Other IVD food safety tests already on the market include the product line of Vicam LP (Watertown, MA). The company's tests for salmonella and listeria use antibody-coated, magnetic beads to isolate bacteria from a sample. After the laboratorian has isolated the bacteria, the beads are plated onto conventional agar medium and colony formation is scored visually. Completion of the tests takes about 24 hours.

Vicam offers rapid test kits for mycotoxins. Photo courtesy Vicam

 

By contrast, Vicam's line of mycotoxin testing kits is quite expedient. After grinding a sample and extracting it by filtration, performing the actual test takes less than 10 minutes. Vicam's mycotoxin test again uses beads and monoclonal antibodies. Because of the small size of mycotoxins, however, separation is performed by using an ordinary affinity column rather than magnetism. Fluorescent developer is added to the eluate and the results can be read on a conventional fluorimeter.

Mycotoxins are produced by many types of molds and fungi and some are classified as Group I carcinogens. Mycotoxin tests available from Vicam include aflatoxin, fumonisin, and ochratoxin.

Prototype of a fluorescent spectroscope for contamination detection, developed by Jacob Petrich (Iowa State University) and USDA researchers Mark Rasmussen and Thomas Casey. Photo courtesy Iowa State University

 

New IVD tests may help detect contaminated food, but the unsavory truth is that many of the bacteria found in meat originate from the animal's own feces. With USDA's food safety and inspection service now enforcing a zero-tolerance standard for fecal contamination, researchers have developed a new tool to fight this problem.

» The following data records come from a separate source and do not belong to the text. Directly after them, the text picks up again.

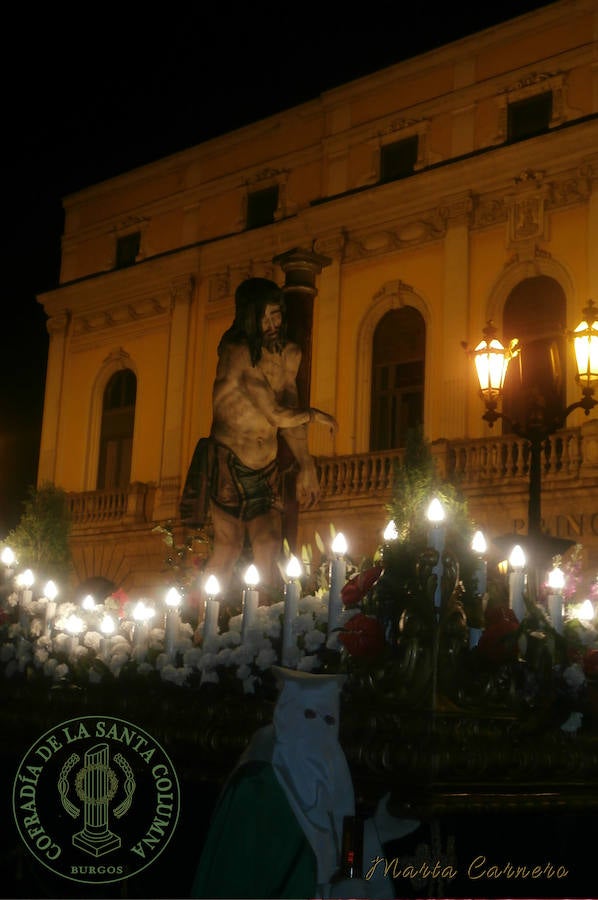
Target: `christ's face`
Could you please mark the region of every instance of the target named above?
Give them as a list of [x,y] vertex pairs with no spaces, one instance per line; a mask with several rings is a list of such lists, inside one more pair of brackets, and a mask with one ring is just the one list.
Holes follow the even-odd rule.
[[280,330],[282,328],[282,309],[280,303],[268,303],[260,319],[263,345],[276,352],[280,349]]

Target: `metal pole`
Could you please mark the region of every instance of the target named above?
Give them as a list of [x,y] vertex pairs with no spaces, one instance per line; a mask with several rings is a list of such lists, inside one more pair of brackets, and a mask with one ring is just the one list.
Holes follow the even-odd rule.
[[540,535],[542,533],[542,445],[543,438],[530,438],[530,464],[529,464],[529,501],[528,501],[528,525],[527,533]]

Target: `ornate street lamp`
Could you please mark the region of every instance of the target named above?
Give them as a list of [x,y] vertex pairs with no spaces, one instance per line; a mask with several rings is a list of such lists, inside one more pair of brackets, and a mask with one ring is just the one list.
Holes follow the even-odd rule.
[[[468,350],[472,357],[478,381],[480,396],[486,411],[482,416],[492,426],[497,419],[504,419],[518,437],[524,438],[530,447],[529,467],[529,507],[528,534],[541,534],[540,497],[542,491],[542,447],[544,441],[562,428],[565,419],[575,409],[583,409],[586,416],[598,401],[594,392],[598,387],[598,308],[590,300],[583,310],[583,320],[572,331],[568,332],[569,340],[575,350],[577,375],[575,380],[581,387],[582,398],[567,406],[556,421],[547,421],[542,408],[536,404],[530,410],[526,423],[516,422],[499,412],[502,403],[505,376],[509,362],[522,352],[519,341],[514,338],[508,347],[497,339],[497,331],[491,321],[484,328],[484,338],[473,350]],[[463,344],[467,350],[467,344]]]

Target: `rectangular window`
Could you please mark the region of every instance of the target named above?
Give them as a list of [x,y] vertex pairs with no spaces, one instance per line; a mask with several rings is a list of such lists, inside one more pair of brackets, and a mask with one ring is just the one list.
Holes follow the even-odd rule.
[[508,141],[523,141],[545,134],[552,118],[552,91],[509,103],[507,114]]
[[413,175],[417,162],[418,136],[404,138],[380,148],[380,181],[397,181]]
[[141,232],[124,234],[116,239],[116,263],[115,268],[126,269],[135,264],[139,247],[141,246]]
[[278,209],[278,185],[253,191],[247,196],[247,228],[272,225]]

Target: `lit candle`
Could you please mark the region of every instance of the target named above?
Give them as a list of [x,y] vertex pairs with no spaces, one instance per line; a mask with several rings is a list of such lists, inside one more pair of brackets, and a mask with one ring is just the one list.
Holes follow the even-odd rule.
[[20,588],[19,602],[19,625],[23,631],[29,633],[29,611],[28,606],[31,603],[33,592],[31,587],[35,581],[35,575],[31,569],[25,569],[20,575],[17,575],[17,585]]
[[434,606],[437,610],[439,610],[442,603],[442,574],[444,572],[444,566],[442,564],[442,553],[444,550],[445,538],[445,515],[442,503],[440,502],[438,497],[434,497],[434,499],[428,506],[426,516],[431,525],[431,528],[428,531],[428,545],[430,547],[433,547],[434,550],[436,550],[436,552],[438,553],[438,560],[436,562],[436,565],[434,566],[433,571],[436,575]]
[[345,553],[347,552],[347,541],[344,534],[340,531],[332,542],[332,552],[334,559],[330,564],[330,591],[328,594],[328,640],[327,647],[333,649],[338,648],[338,634],[333,631],[338,627],[338,622],[343,608],[341,591],[345,585],[347,578],[347,563]]
[[116,623],[112,616],[106,614],[100,622],[100,631],[104,635],[100,641],[100,658],[103,662],[110,659],[110,636],[116,631]]
[[563,588],[565,587],[565,575],[563,570],[555,566],[548,574],[548,612],[555,631],[563,633]]
[[170,590],[167,591],[165,602],[168,607],[166,611],[166,654],[169,662],[173,662],[181,624],[179,613],[181,595],[175,587],[171,587]]
[[244,641],[247,632],[253,628],[259,601],[259,592],[256,590],[260,581],[260,575],[252,564],[245,572],[245,590],[243,591],[243,619],[241,622],[241,640]]
[[596,611],[594,609],[594,604],[589,598],[579,604],[577,618],[582,622],[591,622],[595,615]]
[[6,577],[10,578],[13,572],[13,566],[16,562],[16,557],[12,547],[9,547],[8,545],[4,547],[2,553],[0,554],[0,560],[2,561],[2,565],[6,567]]
[[148,642],[148,623],[154,615],[154,610],[148,606],[143,600],[139,600],[133,609],[133,618],[135,619],[135,655],[138,660],[145,659],[147,653]]
[[56,618],[56,597],[58,596],[58,588],[53,581],[48,581],[44,588],[44,598],[46,600],[45,622],[44,627],[47,634],[52,631],[52,625]]
[[511,566],[509,575],[509,606],[517,616],[518,621],[521,622],[525,615],[525,601],[523,599],[525,553],[519,544],[513,547],[509,556],[509,564]]
[[81,601],[81,609],[84,609],[86,612],[93,612],[96,608],[96,602],[91,596],[91,594],[86,594],[83,600]]
[[[486,584],[487,584],[487,562],[484,554],[488,549],[488,544],[486,542],[486,538],[482,534],[481,531],[476,531],[471,541],[471,549],[477,555],[478,561],[475,569],[475,579],[477,584],[477,594],[475,598],[475,614],[480,617],[484,615],[486,609]],[[480,638],[482,636],[483,628],[481,626],[470,625],[469,626],[469,646],[477,647],[479,644]]]
[[282,652],[281,662],[283,666],[290,663],[289,651],[295,643],[293,634],[293,622],[297,618],[299,604],[299,592],[301,585],[301,565],[296,556],[291,556],[286,568],[287,582],[284,588],[284,616],[282,619]]
[[215,637],[218,634],[218,615],[220,613],[220,603],[215,599],[216,594],[220,593],[220,584],[215,575],[210,575],[206,581],[205,591],[208,595],[206,600],[206,618],[203,625],[204,639]]
[[76,658],[77,656],[77,648],[79,646],[79,635],[85,628],[85,622],[81,618],[81,616],[71,615],[65,621],[66,630],[71,635],[71,639],[69,642],[69,656]]

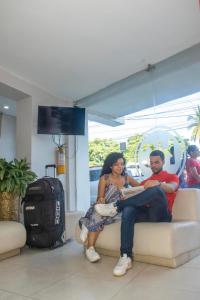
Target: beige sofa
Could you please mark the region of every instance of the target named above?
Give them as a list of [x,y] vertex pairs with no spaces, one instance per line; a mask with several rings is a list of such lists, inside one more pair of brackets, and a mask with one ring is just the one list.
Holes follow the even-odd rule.
[[21,223],[0,221],[0,260],[18,255],[26,242],[26,230]]
[[[101,254],[119,256],[120,220],[105,226],[96,248]],[[76,239],[80,229],[76,227]],[[175,268],[200,254],[200,190],[180,189],[172,223],[135,225],[134,259]]]

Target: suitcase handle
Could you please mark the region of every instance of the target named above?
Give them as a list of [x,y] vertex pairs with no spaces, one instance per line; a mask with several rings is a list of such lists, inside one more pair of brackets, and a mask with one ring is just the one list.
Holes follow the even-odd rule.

Working with ARS researchers, Jacob W. Petrich, a professor of chemistry at Iowa State University, has built a fluorescent spectroscope to spot unseen feces on meat. The handheld device is used like an airport metal detector. Capable of detecting contamination in seconds, the new monitor could replace the standard practice of visual inspection. Patents for the technology are pending and commercial partnerships are being explored.